Ratowała tonącego syna. Nie żyje
Na miejsce natychmiast wezwano straż pożarną. Chłopiec wyszedł z wody o własnych siłach, ale jego mama nie wypłynęła. Dopiero po półtorej godziny poszukiwań ciało wyłowili nurkowie ze straży pożarnej. Przyjechali aż z Konina ponieważ w Kaliszu nie ma jednostki ratownictwa wodnego.
Trzeba ustalić, co sprawiło, że kobieta zginęła. Musimy pamiętać, że Prosna jest spokojną rzeką w porównaniu np. z Wartą. Możliwe, że doszło do zawału serca, może zmarła w coś się zaplątała – powiedział "Faktowi" prok. Maciej Meler z Prokuratury Okręgowej w Ostrowie Wielkopolskim.

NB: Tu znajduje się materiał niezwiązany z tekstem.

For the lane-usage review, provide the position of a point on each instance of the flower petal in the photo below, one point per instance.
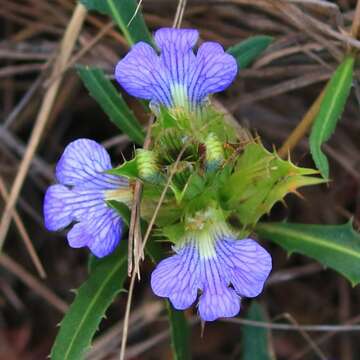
(249, 262)
(101, 232)
(217, 300)
(83, 163)
(176, 53)
(142, 74)
(215, 70)
(57, 210)
(177, 278)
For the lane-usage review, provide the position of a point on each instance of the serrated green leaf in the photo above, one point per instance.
(122, 12)
(110, 100)
(256, 340)
(331, 108)
(261, 179)
(92, 300)
(247, 51)
(336, 246)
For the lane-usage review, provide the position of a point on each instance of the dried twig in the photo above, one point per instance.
(66, 48)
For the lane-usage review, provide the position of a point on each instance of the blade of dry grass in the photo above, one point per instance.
(66, 48)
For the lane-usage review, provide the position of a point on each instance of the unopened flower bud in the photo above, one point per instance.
(214, 152)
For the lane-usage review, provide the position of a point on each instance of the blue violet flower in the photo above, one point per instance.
(80, 197)
(212, 260)
(177, 77)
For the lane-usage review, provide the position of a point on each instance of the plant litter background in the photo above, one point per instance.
(46, 49)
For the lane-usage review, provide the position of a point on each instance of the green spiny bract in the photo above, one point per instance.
(240, 181)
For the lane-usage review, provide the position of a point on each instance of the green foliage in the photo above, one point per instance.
(256, 340)
(122, 210)
(128, 169)
(92, 300)
(106, 95)
(179, 329)
(261, 179)
(126, 16)
(331, 108)
(247, 51)
(180, 332)
(336, 246)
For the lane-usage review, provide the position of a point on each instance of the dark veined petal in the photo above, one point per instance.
(84, 163)
(100, 232)
(217, 299)
(177, 278)
(80, 198)
(249, 265)
(214, 71)
(222, 303)
(177, 55)
(142, 74)
(177, 77)
(62, 205)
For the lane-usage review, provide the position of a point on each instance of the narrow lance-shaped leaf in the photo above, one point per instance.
(330, 111)
(104, 92)
(336, 246)
(92, 300)
(127, 16)
(256, 340)
(247, 51)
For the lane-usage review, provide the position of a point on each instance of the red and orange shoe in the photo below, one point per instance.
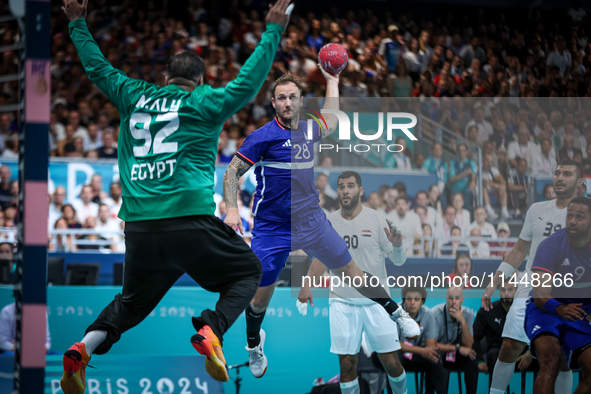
(208, 344)
(75, 361)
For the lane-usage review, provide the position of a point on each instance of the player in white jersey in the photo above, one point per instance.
(370, 239)
(542, 220)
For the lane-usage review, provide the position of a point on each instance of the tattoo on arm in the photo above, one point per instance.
(235, 170)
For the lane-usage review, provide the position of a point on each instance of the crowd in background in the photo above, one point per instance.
(512, 84)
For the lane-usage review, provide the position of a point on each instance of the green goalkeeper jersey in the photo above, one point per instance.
(168, 137)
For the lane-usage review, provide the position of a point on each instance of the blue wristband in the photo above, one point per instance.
(551, 305)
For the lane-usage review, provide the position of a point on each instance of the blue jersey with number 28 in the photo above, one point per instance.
(284, 168)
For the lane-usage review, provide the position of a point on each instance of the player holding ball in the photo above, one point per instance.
(286, 205)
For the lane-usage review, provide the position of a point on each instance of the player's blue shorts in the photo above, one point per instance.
(574, 336)
(314, 234)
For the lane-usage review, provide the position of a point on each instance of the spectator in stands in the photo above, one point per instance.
(400, 83)
(106, 225)
(494, 188)
(390, 197)
(69, 214)
(462, 175)
(523, 148)
(462, 269)
(503, 232)
(478, 249)
(62, 243)
(74, 121)
(560, 58)
(545, 163)
(500, 137)
(95, 138)
(91, 239)
(487, 230)
(421, 354)
(10, 219)
(435, 199)
(517, 186)
(455, 338)
(474, 139)
(114, 201)
(84, 206)
(107, 151)
(436, 166)
(485, 129)
(373, 201)
(415, 59)
(5, 197)
(549, 193)
(463, 218)
(443, 231)
(8, 329)
(321, 185)
(568, 151)
(96, 183)
(399, 159)
(14, 191)
(71, 151)
(11, 150)
(401, 188)
(407, 222)
(428, 246)
(431, 215)
(55, 208)
(489, 324)
(454, 247)
(392, 47)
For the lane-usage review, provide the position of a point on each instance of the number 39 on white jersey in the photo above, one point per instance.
(542, 220)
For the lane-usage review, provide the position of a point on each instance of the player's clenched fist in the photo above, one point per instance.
(75, 10)
(234, 220)
(277, 13)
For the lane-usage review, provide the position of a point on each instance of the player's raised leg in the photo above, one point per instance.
(145, 283)
(410, 329)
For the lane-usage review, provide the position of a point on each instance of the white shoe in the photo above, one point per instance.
(257, 360)
(410, 329)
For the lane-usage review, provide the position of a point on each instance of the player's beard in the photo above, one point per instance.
(352, 204)
(291, 120)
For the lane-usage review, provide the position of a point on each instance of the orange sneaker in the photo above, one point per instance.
(75, 361)
(208, 344)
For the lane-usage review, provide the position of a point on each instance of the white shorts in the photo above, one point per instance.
(348, 322)
(514, 325)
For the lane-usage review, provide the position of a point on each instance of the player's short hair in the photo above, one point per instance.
(462, 255)
(287, 78)
(421, 290)
(581, 200)
(401, 198)
(186, 65)
(570, 162)
(350, 174)
(400, 186)
(448, 207)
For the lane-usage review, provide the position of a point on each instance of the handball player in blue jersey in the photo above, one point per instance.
(287, 214)
(555, 319)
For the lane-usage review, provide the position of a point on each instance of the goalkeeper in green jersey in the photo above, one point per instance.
(167, 151)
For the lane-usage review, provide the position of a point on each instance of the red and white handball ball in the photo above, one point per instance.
(333, 58)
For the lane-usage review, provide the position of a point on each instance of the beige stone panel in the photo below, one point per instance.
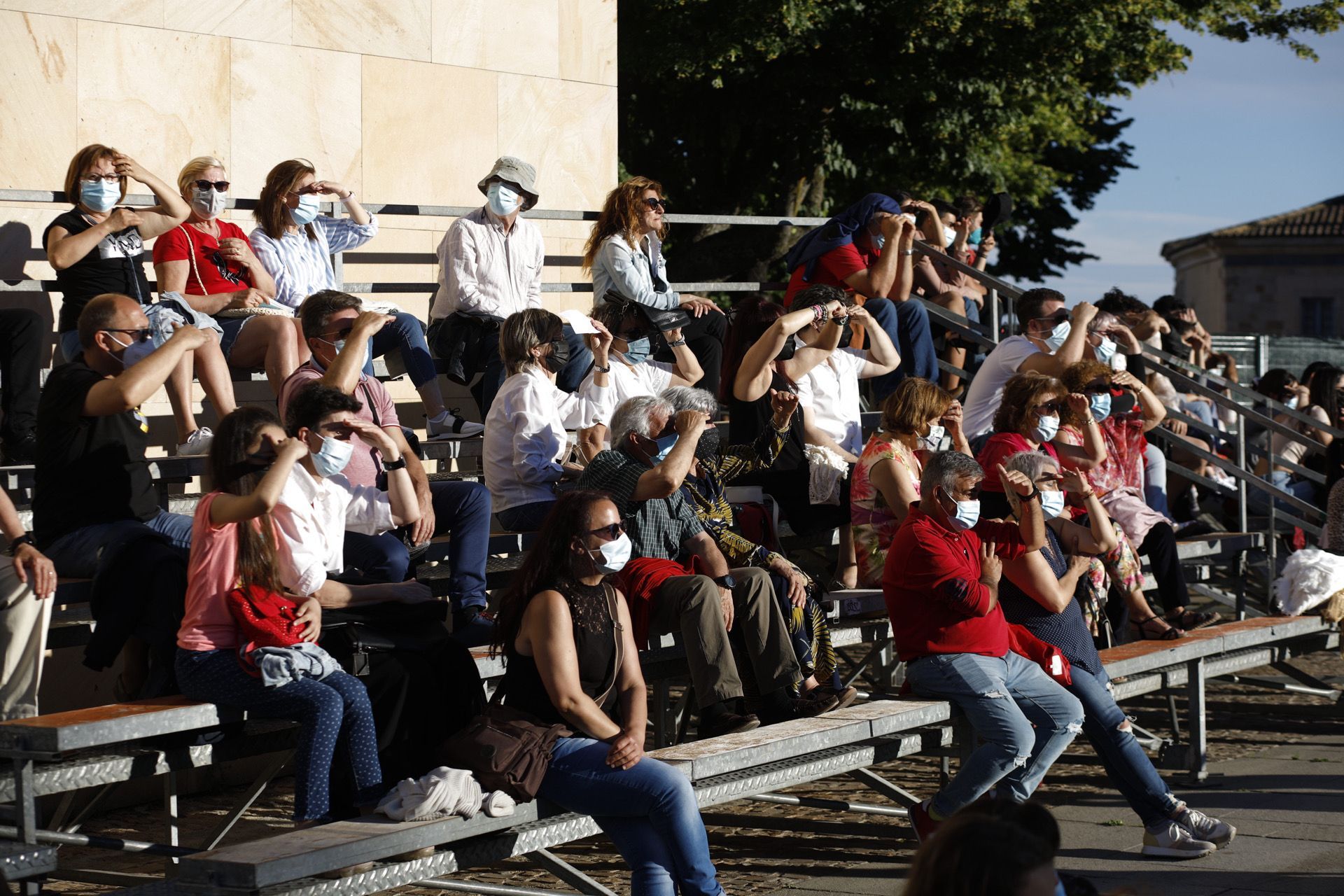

Dalsza część artykułu pod materiałem wideo
Z nieoficjalnych przekazów wiadomo, że kobieta nie potrafiła pływać. Być może to miało kluczowe znaczenie. Do tego doszły ogromne emocje związane z tym, że 13-latek znajduje się w wodzie.
"Gazeta Wyborcza" dotarła do szczegółowych informacji na temat rodziny 42-latki. Kobieta miała siedmioro dzieci i ledwo wiązała koniec z końcem. Ojcowie dzieci nie płacili alimentów. Taisa nie mogła pracować, ponieważ jej 13-letni syn ma autyzm. Utrzymywała się z zasiłków, 500 plus i pomocy MOPS-u.
Wiktor był jej oczkiem w głowie. Reszta wychowywała się sama, najczęściej na ulicy - przekazują sąsiedzi.
Obecnie pociechy 42-latki są pod opieką psychologa. Dla niepełnoletnich poszukiwani są opiekunowie.